Former President Kim Dae-jung’s visit to North Korea, scheduled for next Tuesday, is not going to happen. An aide to the former president said, “Due to the outbreak of unexpected situations like the North’s move to fire a missile, the plan to visit North Korea in June has been postponed.”
Mr. Kim has said on many occasions that he wanted to visit the North, but he didn’t make clear the purpose of his trip. In an interview with a monthly magazine, he once presented the idea of establishing the six-party talks on the North Korean nuclear program as a permanent dialogue channel and spoke of the necessity to induce a North Korean response to U.S. and Japanese proposals as the items on his agenda.

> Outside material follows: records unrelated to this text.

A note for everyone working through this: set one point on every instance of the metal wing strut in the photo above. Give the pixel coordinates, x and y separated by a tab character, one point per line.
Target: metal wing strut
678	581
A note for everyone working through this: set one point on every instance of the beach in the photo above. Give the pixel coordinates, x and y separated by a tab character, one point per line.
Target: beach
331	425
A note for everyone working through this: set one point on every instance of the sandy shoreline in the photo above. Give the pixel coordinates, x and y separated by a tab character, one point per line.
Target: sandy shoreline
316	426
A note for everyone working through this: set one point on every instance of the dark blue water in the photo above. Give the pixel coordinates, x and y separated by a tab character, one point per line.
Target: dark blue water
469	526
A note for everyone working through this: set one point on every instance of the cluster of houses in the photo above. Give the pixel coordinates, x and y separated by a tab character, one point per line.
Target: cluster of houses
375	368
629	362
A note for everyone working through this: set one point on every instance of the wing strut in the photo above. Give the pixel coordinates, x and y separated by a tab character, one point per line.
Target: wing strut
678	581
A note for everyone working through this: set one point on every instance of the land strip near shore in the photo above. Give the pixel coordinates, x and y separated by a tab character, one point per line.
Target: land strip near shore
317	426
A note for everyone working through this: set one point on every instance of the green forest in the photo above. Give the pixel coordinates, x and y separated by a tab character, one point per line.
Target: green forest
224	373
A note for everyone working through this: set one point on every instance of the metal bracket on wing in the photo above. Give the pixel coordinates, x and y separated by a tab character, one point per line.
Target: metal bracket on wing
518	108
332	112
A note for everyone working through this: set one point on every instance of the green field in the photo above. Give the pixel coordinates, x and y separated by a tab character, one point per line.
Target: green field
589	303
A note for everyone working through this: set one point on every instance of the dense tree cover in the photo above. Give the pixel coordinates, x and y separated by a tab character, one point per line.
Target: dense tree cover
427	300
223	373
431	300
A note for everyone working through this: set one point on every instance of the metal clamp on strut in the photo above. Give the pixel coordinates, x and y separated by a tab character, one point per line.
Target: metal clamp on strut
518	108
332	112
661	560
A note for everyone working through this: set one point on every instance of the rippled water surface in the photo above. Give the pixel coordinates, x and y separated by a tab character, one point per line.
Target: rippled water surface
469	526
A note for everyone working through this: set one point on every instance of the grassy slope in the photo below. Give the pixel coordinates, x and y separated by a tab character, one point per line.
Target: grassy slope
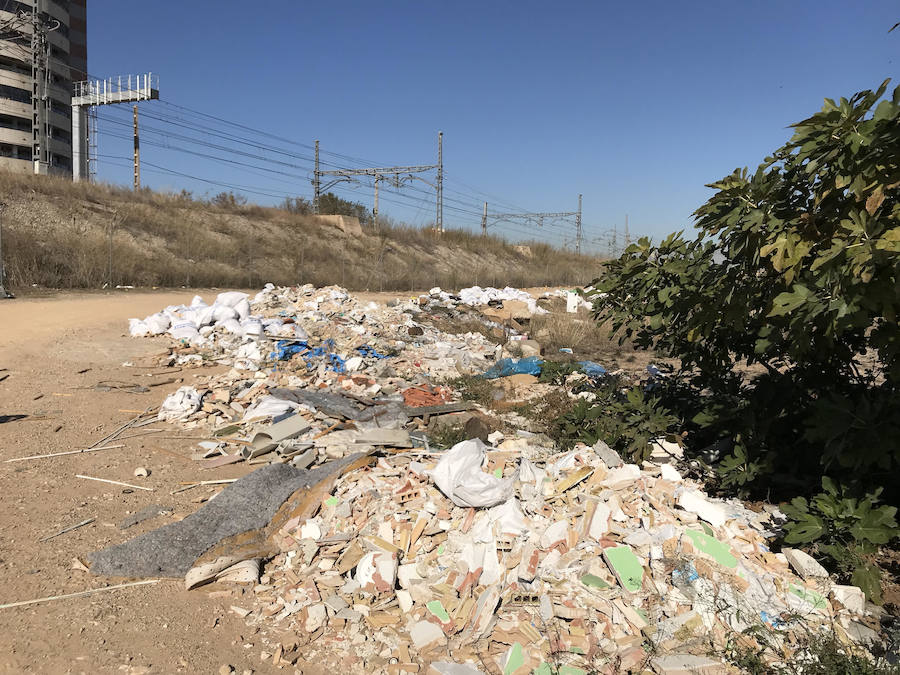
57	234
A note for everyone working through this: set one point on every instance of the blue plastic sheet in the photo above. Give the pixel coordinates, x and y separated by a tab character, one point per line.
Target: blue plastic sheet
312	356
506	367
366	350
592	369
285	349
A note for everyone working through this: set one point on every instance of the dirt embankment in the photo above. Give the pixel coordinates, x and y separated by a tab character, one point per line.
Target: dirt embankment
60	234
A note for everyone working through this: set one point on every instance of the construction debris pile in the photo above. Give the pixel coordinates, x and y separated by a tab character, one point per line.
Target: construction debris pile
499	555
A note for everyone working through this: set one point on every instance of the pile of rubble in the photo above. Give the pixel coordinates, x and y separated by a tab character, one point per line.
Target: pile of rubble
502	556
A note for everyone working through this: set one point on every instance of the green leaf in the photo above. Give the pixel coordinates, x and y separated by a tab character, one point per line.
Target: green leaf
877	525
806	530
868	578
787	302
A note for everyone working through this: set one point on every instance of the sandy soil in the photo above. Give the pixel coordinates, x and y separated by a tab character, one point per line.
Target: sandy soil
53	351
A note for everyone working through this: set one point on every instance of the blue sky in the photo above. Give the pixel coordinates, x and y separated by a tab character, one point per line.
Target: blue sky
636	106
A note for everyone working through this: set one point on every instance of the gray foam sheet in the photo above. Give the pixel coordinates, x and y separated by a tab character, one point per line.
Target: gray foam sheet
247	504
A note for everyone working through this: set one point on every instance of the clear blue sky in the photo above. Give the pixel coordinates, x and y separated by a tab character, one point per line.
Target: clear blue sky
635	105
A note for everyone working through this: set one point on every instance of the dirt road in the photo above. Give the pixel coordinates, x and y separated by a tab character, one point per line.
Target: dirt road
53	352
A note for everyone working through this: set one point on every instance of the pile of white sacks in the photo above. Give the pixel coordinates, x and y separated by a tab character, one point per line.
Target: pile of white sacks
194	323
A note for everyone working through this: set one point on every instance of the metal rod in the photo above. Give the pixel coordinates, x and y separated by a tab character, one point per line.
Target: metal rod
67	452
137	152
80	594
113	482
68	529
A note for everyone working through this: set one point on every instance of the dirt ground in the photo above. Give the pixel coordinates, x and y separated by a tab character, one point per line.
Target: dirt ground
53	352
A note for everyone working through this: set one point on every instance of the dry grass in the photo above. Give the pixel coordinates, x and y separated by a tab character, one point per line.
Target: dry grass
59	234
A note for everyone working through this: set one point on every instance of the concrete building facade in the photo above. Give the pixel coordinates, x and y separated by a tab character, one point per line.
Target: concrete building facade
36	76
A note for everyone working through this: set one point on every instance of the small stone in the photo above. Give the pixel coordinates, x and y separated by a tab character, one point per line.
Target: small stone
426	635
670	473
851	597
694	502
804	564
609	456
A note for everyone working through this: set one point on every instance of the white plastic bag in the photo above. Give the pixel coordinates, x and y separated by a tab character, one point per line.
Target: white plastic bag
180	404
459	476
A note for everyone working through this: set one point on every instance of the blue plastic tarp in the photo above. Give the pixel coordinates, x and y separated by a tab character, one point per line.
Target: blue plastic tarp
592	369
506	367
285	349
366	350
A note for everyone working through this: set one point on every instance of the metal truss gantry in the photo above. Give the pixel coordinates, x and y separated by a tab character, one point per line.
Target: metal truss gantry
535	220
396	176
89	94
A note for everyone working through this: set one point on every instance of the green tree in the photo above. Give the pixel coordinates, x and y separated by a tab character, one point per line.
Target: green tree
794	267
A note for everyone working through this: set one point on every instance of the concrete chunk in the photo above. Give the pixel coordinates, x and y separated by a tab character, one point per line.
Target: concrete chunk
687	664
804	564
694	502
426	635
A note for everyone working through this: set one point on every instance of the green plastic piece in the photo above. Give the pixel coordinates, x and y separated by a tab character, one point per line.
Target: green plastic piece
810	596
627	567
436	608
712	547
516	659
593	581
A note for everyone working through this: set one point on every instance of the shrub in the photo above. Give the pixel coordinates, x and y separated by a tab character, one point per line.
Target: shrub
795	268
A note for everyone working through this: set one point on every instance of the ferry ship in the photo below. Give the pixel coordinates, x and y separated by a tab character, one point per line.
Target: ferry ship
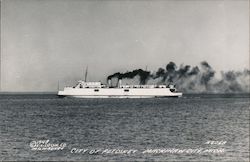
85	89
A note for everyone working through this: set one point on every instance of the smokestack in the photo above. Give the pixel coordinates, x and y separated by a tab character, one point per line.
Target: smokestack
109	83
119	83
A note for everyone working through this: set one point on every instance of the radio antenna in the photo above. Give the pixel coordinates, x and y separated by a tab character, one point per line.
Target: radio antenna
86	74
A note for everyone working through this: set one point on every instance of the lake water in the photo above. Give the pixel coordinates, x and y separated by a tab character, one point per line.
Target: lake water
215	125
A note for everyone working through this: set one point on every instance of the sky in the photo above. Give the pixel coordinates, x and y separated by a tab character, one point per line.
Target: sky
44	42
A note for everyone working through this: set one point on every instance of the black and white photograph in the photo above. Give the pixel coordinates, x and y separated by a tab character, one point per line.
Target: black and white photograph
124	80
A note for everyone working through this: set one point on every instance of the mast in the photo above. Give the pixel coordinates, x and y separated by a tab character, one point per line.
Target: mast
86	74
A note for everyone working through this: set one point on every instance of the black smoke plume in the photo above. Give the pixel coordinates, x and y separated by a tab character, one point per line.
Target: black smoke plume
143	75
197	79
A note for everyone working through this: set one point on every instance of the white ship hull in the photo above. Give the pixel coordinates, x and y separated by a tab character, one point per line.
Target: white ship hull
118	92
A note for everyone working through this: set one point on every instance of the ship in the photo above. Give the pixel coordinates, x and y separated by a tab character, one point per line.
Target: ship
84	89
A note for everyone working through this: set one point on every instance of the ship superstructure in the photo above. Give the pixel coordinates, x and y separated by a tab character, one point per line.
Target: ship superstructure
85	89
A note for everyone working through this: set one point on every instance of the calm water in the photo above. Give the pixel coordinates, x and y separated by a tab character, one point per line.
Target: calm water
140	124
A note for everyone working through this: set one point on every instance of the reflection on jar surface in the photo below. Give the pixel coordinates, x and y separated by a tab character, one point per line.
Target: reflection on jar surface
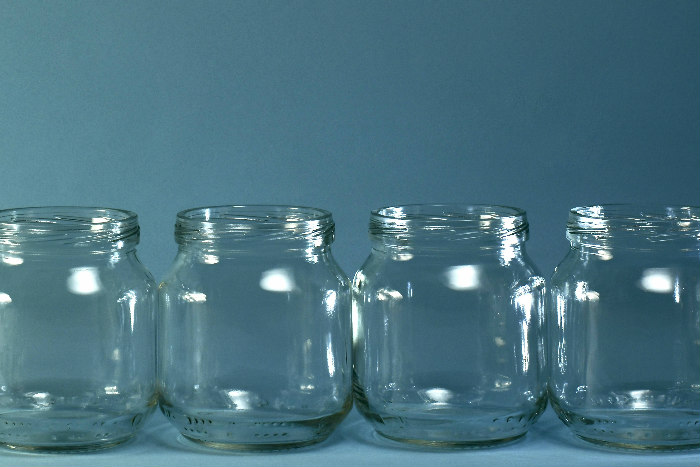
625	327
255	333
447	316
77	326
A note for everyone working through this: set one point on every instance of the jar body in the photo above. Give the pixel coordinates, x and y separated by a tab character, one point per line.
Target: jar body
254	344
625	334
448	342
77	339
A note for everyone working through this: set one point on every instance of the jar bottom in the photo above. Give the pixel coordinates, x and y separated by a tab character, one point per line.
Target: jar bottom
640	429
254	430
67	430
454	427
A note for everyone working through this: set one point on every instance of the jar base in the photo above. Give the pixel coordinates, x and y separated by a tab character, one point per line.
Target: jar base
459	444
252	431
66	430
638	429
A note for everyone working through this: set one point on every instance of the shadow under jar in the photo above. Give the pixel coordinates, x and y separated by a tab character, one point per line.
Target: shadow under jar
625	327
448	313
77	329
255	333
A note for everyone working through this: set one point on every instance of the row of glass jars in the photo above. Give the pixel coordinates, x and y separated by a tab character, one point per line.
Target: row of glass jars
262	341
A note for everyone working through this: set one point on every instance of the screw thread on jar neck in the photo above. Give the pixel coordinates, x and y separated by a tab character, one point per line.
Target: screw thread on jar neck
234	227
56	228
446	226
635	227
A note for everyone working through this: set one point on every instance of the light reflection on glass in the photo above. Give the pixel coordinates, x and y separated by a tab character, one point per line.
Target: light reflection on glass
193	297
329	299
98	223
582	293
5	299
240	399
437	396
12	260
465	277
277	280
84	281
329	355
657	280
130	299
385	294
210	259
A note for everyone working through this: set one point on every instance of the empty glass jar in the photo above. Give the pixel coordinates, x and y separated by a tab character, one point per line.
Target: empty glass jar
77	328
255	333
625	326
447	312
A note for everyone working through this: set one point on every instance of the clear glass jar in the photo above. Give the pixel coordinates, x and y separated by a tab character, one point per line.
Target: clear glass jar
77	328
255	332
625	326
447	312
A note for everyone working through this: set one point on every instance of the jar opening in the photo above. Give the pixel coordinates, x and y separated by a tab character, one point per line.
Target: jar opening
605	222
447	222
254	222
69	225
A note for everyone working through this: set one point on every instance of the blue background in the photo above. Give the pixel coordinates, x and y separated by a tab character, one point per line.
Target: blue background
160	106
157	106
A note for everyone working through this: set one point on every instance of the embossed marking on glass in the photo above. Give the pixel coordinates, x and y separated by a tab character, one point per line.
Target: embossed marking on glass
255	333
447	313
77	328
625	327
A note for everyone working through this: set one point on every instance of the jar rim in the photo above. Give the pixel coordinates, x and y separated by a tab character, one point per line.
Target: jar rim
215	225
447	211
269	214
632	217
447	222
70	225
634	212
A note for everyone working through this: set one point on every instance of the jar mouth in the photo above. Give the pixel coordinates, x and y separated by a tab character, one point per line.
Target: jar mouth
449	221
70	225
609	218
247	222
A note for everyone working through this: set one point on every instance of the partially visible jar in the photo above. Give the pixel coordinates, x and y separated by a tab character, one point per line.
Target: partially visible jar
625	326
255	332
448	314
77	329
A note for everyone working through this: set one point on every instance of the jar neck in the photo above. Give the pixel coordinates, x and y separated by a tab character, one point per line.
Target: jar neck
435	228
633	228
254	229
67	230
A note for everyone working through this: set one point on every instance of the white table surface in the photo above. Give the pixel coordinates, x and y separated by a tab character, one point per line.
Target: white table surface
549	443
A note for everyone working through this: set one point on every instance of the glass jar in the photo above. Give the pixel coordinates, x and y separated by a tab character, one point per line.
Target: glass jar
77	329
625	326
447	312
255	332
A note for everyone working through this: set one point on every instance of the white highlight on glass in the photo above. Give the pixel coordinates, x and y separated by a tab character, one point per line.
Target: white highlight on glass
657	280
12	260
194	297
84	281
384	295
330	298
582	293
277	280
465	277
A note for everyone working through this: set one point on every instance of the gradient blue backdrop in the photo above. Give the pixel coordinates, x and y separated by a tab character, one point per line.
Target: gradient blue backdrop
157	106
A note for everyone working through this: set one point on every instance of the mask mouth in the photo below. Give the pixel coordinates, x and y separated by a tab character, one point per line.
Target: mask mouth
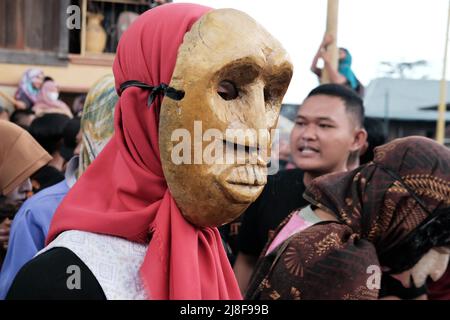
248	175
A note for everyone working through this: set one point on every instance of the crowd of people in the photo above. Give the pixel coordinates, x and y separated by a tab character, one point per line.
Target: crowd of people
350	215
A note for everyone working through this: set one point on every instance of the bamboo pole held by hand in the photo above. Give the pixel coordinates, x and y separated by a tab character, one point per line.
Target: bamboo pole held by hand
332	27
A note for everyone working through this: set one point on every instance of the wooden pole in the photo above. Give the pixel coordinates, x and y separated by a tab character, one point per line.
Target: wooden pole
332	26
440	125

He did not proclaim, however, that he wanted to make progress on issues that Koreans clearly see as important, such as bringing home South Koreans kidnapped to the North or who became prisoners of war during the Korean War.
Instead, he made clear his position that he would discuss unification formulas with the North. To be more exact, he expressed his wish to discuss “the common points of the South’s proposal for a coalition and the North’s low-level confederation system proposal.” That is a very dangerous idea that can pull South Korean society into confusion. At present, relations between North Korea and the United States are in their worst condition ever, and the North is escalating its offensive against the Northern Limit Line in the Yellow Sea. It has virtually discarded the “agreement on a unification formula” included in the North-South Joint Declaration. It is because the North defined the agreement to be the “starting point to reunification under the confederation system.” It does not make sense that Mr. Kim discusses unification during a visit to the North. If he insists on doing so, he must keep in mind that he will be criticized for doing so because of personal vanity: a desire to tie up loose ends from that joint declaration in 2000. North Korea has recently strengthened its political and military offensive against the South. The North exerts all its efforts in expanding its “unification front tactics,” speaking of issues “among the Korean race” and trying to split South Koreans ideologically. Tensions along the Northern Limit Line are mounting gradually. If a former president visits North Korea in the present circumstances, he will probably just be used by the North. For that reason, the decision to postpone his visit was correct.
When and if planning for a trip resumes, we hope that the government will approach the matter in a more discreet manner.